Le jour où je suis devenue féministe
@ Linoacity
Lecteur et confident,
sache que je n’ai pas toujours été une hystérique clito-réac. Heureuse femelle parmi une génération de cousins, je n’ai jamais subi la vile compartimentation des activités, poupées pour la fille, voitures pour les garçons, car mes oncles, tantes et parents sont des gens intelligents. Je vivais donc en totale complémentarité avec le sexe opposé.
Ainsi, dès mon plus jeune âge, coups de tatane, Lego, accrobranche et autres Mécano ont enchanté mon quotidien. Dans la cour, j’étais la plus grande, et en petite section déjà on venait me chercher pour jeter des cailloux aux grands à travers le grillage. Tant de raclées rondement administrées ont eu vite fait de me conforter dans l’idée que, fille ou garçon, ce qui compte dans le rapport de force c’est le nombre, la rage, et la grosseur du caillou.
Forte d’une moyenne générale frisant le sans-faute, serrée de près par ma copine Tiphaine (ou peut-être était-ce l’inverse…) et loin devant Pierre-Yves, bon troisième, j’étais convaincue qu’être une fille offrait toutes les garanties intellectuelles nécessaires à la compréhension du monde, du moins tel qu’il était présenté en CP.
En enfant studieuse, c’est avec impatience que j’attendais le dénouement du cours d’histoire sur la Révolution, espérant ardemment la victoire du prolo sans-culotte sur le fieffé curé et le noble emperruqué confits dans leurs privilèges de classe, mais n’osant trop y croire. Or, quelle ne fut pas ma déconfiture à la conclusion du maître d’école.
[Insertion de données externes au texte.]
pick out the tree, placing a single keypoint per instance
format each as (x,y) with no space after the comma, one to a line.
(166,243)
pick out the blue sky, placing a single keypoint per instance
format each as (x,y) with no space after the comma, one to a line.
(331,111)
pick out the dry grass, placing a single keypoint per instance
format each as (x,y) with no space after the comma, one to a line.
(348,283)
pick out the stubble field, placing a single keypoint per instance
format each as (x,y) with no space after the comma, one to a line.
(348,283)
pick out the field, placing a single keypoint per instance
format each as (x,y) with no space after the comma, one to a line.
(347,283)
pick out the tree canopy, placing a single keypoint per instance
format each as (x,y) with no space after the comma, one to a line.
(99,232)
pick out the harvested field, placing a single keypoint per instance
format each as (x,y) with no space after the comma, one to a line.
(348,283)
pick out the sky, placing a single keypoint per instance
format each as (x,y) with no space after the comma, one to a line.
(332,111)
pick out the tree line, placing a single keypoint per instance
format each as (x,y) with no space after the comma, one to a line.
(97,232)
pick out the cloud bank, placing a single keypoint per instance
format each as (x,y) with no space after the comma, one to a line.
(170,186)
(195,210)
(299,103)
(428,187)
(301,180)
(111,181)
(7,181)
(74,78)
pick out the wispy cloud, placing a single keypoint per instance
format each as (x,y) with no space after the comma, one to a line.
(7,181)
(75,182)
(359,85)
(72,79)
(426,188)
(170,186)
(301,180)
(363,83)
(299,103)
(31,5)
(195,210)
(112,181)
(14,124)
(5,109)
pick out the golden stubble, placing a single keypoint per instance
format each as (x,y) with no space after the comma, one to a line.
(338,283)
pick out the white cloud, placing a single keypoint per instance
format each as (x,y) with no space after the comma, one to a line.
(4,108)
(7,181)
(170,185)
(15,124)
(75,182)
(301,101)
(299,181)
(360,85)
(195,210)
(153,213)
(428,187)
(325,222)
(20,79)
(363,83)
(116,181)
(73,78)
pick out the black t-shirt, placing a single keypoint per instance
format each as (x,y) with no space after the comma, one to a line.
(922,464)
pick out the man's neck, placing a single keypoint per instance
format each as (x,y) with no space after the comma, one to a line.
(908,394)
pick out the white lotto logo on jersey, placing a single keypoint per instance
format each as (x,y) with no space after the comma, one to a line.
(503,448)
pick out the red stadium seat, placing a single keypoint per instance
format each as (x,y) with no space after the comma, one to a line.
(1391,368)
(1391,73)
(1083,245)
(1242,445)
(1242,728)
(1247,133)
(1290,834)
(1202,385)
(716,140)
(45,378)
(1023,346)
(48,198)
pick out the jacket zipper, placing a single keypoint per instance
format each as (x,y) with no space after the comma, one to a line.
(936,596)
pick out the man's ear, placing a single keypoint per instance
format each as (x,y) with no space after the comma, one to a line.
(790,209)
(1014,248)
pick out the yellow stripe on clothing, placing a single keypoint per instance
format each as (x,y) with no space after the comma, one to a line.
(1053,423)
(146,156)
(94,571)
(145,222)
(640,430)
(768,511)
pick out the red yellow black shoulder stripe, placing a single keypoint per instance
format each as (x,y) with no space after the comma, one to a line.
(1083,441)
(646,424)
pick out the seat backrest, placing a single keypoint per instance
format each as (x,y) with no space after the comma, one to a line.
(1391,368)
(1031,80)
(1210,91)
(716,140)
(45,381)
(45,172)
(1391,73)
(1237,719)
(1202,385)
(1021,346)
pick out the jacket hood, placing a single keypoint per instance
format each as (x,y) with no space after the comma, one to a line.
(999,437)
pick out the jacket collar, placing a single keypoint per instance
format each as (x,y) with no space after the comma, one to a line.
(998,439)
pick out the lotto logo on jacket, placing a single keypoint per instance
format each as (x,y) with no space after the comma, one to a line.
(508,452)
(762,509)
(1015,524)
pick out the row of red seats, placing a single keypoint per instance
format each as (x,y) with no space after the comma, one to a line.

Voici comment notre instituteur termina la leçon:
« Et c’est le début du suffrage universel. Ca veut dire que tout le monde compte une voix. Et le Tiers-Etat, c’est beaucoup de voix, qui n’avaient jamais compté! Le suffrage universel, c’est l’égalité. Comme dans la déclarations des droits de l’homme et du citoyen. Comme dans la devise de la France. Après la Révolution, tout le monde a le droit de vote. Enfin, tout le monde sauf les femmes. »
Air triomphant du maître. Murmures extasiés dans l’auditoire. Stupeur dans mon univers. Je me manifeste timidement.
« Mais, Maître, pourquoi les femmes elles ne votent pas, elles ont pas fait la Révolution?
_ Si, mais les hommes pensaient qu’elles n’étaient pas assez intelligentes. »
Ouverture des cahiers, copie de la leçon: « Tous les hommes sont égaux, le Tiers-Etat obtient le droit de vote, c’est la fin des privilèges grâce au suffrage universel. » Point final. Le Maître ne condamne pas, le Maître ne s’indigne pas. Les garçons ricanent. J’en ai les oreilles qui chauffent de honte! C’est quand qu’on l’écrit, que 50% de la population reste privilégiée par rapport aux 50 autres? Jamais. Mon école, qui défend les opprimés, qui m’enseigne la tolérance et le respect, ne juge pas utile de constater mon existence. Les petits garçons n’ont pas à apprendre par coeur la suite du combat, celui où les femmes gagnent aussi.
Voilà comment, à 6 ans, j’ai compris que ce serait à moi de réclamer mon histoire et refusé la leçon du « maître ». Au vu des moyens de pression à ma disposition, ce fut de loin mon plus gros acte militant.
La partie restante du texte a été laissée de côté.